The PoC applied for evaluating the artefacts was
ideal for this initial proposal for the BTDM. They
proved that a feasible technical implementation of the
design concepts could be realised. However, further
development and evaluation are required since the
BTDM is a heavily socio-technical system operated
by many stakeholders and involves numerous
interactive processes in bringing the complete
solution together. Methods such as action research,
field testing and focus groups on the completed
platform would provide more rigour in testing end-to-
end processes and relevance as the solution moves
into a naturalistic state with more objective influences
on the solution’s outcome and relevance.
The immaturity of personal data stores, volatility
of cryptocurrency, universal protocols for external
access to data storage, and balancing moderation vs
accessibility are some of the limitations identified for
the BTDM. None of these limitations is considered
severe enough to prohibit a version of this platfrom
from being developed in today’s business landscape.

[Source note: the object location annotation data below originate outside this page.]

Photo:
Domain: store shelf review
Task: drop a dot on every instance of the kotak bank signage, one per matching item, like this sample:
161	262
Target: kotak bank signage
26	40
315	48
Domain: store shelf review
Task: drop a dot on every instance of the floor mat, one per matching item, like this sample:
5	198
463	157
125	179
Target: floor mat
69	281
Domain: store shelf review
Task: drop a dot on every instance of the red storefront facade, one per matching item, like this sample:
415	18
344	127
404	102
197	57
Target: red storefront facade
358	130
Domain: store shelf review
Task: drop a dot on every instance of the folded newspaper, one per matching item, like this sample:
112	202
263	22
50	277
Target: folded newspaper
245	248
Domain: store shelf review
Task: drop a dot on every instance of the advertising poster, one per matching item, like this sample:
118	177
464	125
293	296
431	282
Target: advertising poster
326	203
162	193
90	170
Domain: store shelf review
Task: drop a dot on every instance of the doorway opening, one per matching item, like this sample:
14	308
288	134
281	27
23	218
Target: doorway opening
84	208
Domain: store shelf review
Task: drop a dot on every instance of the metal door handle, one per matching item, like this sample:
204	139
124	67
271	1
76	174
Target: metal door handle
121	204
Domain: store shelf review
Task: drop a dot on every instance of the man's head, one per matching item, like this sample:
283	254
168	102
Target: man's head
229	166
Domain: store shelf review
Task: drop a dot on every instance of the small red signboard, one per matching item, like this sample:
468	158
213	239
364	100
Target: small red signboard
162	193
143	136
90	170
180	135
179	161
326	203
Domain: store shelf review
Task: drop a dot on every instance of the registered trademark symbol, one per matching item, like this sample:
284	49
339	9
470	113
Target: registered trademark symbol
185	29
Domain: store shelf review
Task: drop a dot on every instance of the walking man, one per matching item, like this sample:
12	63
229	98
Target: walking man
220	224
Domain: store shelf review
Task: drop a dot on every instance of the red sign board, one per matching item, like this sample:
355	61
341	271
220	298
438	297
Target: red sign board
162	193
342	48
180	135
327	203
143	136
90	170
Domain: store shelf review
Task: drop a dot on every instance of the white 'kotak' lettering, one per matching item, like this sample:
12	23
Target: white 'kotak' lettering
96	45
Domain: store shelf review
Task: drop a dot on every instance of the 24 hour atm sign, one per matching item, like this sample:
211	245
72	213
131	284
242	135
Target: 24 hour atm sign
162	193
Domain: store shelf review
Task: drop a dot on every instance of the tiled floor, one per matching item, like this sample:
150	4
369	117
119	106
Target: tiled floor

The expectation from the analysis of this research
indicates that the technical challenges can be
mitigated, and the relative social and regulatory
challenges will subside over time to allow for broad
adoption by the data and financial industries.
Lastly, as a digital platform, much of its success
relies on broad adoption and sustainable usage to
achieve the desired network effects and prevent
disintermediation. These outcomes are greatly
influenced by business factors outside the system
design, such as strategic positioning and policies, the
competitive landscape, changing legislation and
regulation, and even the appropriate marketing
strategy. These must be considered as the BTDM
develops from a conceptual to a commercial product
offering.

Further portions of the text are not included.